Do I now grab once again in perhaps some ill begotten effort to capture my departing youth or should I accept what is handed to me in my aging life. The universe showed me in my new belief that I could own my beauty. Was this not a superficial need to get attention; wanting some face work? My inner need could come from lack of self-acceptance. This may or may not be what I can or can’t live with as I searched for an answer. I had to stay open to where I am led and the consequences of whatever might come forth. The voice of I can’t be beautiful kept calling me as it announces itself. So I kept looking and making excuses. Even when a man I had known when I was young and now is an Oscar winner looked at me. I had gone to see him locally speak about his life. Bob Forester looked at me when we had been talking about a friend of ours and someone I had a relationship with. He said “You are a beautiful woman.” I had been sitting behind him till his autograph seekers stopped. A few years later he passed away and I particularly have to believe him.

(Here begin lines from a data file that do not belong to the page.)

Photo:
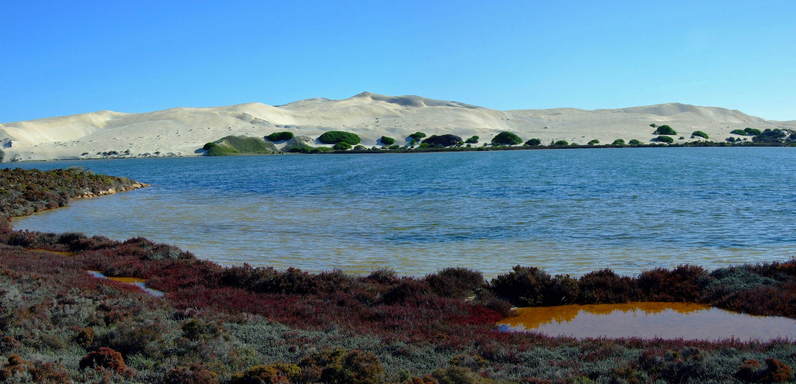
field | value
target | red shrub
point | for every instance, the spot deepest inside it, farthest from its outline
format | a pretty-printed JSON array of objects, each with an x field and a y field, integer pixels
[
  {"x": 606, "y": 287},
  {"x": 407, "y": 291},
  {"x": 684, "y": 283},
  {"x": 455, "y": 282},
  {"x": 104, "y": 358}
]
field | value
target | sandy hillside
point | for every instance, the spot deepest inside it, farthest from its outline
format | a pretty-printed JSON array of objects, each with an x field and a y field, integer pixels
[{"x": 182, "y": 131}]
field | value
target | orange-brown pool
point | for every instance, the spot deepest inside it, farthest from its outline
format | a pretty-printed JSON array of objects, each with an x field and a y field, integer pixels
[
  {"x": 649, "y": 320},
  {"x": 138, "y": 282}
]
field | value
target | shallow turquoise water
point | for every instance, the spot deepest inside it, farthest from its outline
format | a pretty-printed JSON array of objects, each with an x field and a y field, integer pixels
[{"x": 568, "y": 211}]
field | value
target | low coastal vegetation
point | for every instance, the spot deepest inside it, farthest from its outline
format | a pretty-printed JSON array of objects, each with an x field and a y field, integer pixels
[
  {"x": 701, "y": 134},
  {"x": 442, "y": 141},
  {"x": 334, "y": 137},
  {"x": 506, "y": 138},
  {"x": 239, "y": 145},
  {"x": 23, "y": 192},
  {"x": 664, "y": 130},
  {"x": 386, "y": 140},
  {"x": 349, "y": 142},
  {"x": 279, "y": 136},
  {"x": 260, "y": 325}
]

He and I had once sat in a coffee shop near where I worked in Rochester NY. I probably asked him for coffee as well. When I was on a mission I just filled my time where I could, as he was a rising star who traveled between Rochester and LA. I really wanted to know more about our mutual friend but having fun than in the late 60’s was what I did and anyway I could have fun seemed to be part of me. I believe he asked me for coffee but of course it doesn’t matter and he couldn’t remember. Little did I know that he would tell me “I was a beautiful woman?” I was going to have help to live with just a few more years to live with who I was becoming.